Он представил себе, что из штаба в Каунасе звонят в отряд: «К вам прибыл подполковник Дудник?» — «Никак нет». — «Черти его где-то носят…»
Но, скорее всего, им не до Дудника. Ни им, ни кому-то еще. Даже Цветане.
И Артемий вспомнил жену, их последнюю размолвку.
Цветана сидела на постели в длинной холщовой рубахе, все такая же стройная и красивая, такая же желанная, как и в первую их ночь, но совершенно недоступная для него. Комкая платочек, она говорила громким шепотом, чтобы не разбудить спящую дочь:
— Ты убил во мне веру в людей, Тёма, — говорила она, и в голосе ее слышались горечь и удивление, будто она только сейчас догадалась, почему жизнь ее пошла не так, как ей мечталось. — Ты убил во мне всякие идеалы, уверенность в себе. Я только и делаю, что сомневаюсь, сомневаюсь и сомневаюсь. Раньше я не боялась говорить то, что думаю. Сегодня я не знаю, что мне думать, и я боюсь говорить об этом даже с подругами. Впрочем, и подруг у меня нет. Я стала подозрительной, в каждом человеке мне чудится доносчик. Раньше я не делила людей на евреев, литовцев, немцев и всех остальных, теперь я не могу без брезгливости смотреть на человека, зная, что он еврей, эстонец или немец — неважно кто, — хотя этот человек, может быть, ни в чем не виноват ни передо мною, ни перед остальными людьми… Но ведь так жить нельзя, Тёма! Это ужасно! Я перестала смеяться, — горестно шептала Цветана. — Люди вокруг смеются, они во что-то верят. А я не могу… Что ты со мной сделал, Тёма? Что ты сделал? — воскликнула она, заламывая руки.

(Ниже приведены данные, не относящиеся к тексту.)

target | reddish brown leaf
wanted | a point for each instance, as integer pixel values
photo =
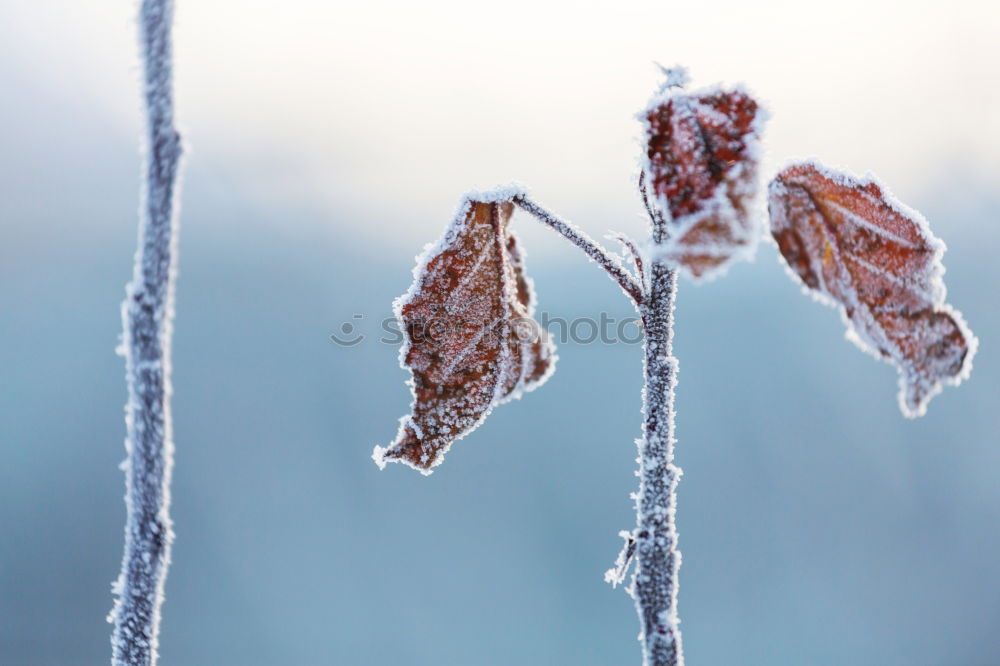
(701, 167)
(471, 342)
(850, 241)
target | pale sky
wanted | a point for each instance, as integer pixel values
(334, 106)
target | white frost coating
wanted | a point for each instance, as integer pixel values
(915, 390)
(606, 260)
(505, 193)
(655, 578)
(740, 181)
(147, 315)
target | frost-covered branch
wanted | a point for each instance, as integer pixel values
(147, 313)
(654, 583)
(593, 250)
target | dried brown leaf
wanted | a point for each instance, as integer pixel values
(851, 242)
(471, 342)
(701, 168)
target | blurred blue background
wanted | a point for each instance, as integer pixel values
(327, 144)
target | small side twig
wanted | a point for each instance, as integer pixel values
(593, 249)
(147, 313)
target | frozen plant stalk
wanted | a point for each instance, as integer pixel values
(147, 313)
(471, 343)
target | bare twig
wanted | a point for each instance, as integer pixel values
(593, 250)
(147, 315)
(655, 580)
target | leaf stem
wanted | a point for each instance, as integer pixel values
(593, 249)
(147, 314)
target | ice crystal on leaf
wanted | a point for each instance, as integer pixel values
(701, 171)
(471, 342)
(850, 241)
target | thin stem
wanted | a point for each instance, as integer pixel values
(654, 583)
(658, 561)
(593, 250)
(147, 314)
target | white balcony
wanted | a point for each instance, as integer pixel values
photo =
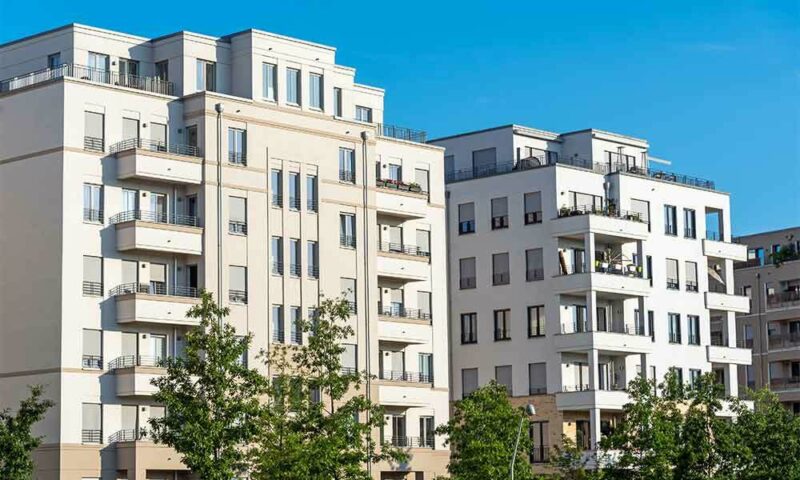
(727, 302)
(726, 250)
(736, 356)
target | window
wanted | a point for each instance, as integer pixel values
(500, 272)
(537, 378)
(293, 86)
(674, 328)
(347, 165)
(534, 267)
(689, 223)
(92, 276)
(237, 146)
(502, 375)
(92, 349)
(363, 114)
(694, 329)
(337, 102)
(238, 290)
(91, 423)
(311, 193)
(270, 72)
(92, 203)
(499, 213)
(536, 321)
(347, 230)
(206, 75)
(469, 328)
(469, 381)
(316, 89)
(466, 269)
(466, 218)
(313, 259)
(94, 128)
(691, 277)
(673, 281)
(670, 220)
(533, 208)
(502, 324)
(238, 216)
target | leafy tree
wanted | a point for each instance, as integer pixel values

Артемий сидел за столом, пил чай с бутербродами. Он механически откусывал от черного хлеба и лежащей на нем дольки ветчины, механически жевал, потом отпивал глоток из стакана. Молча смотрел перед собой, но краем глаза видел Цветану и чувствовал, как в душе его разрастается что-то черное и удушливое.
Зачем он рассказал ей о себе, о своей работе, рассказал со всеми подробностями, ужас которых открывался перед ним в его же рассказе, ужас, который не посещал его в действительности? Он знал, зачем: ему хотелось очиститься, ему хотелось сочувствия и участия. А еще — он не соображал, что делал. Он говорил и говорил, говорил до тех пор, пока его не начал бить припадок.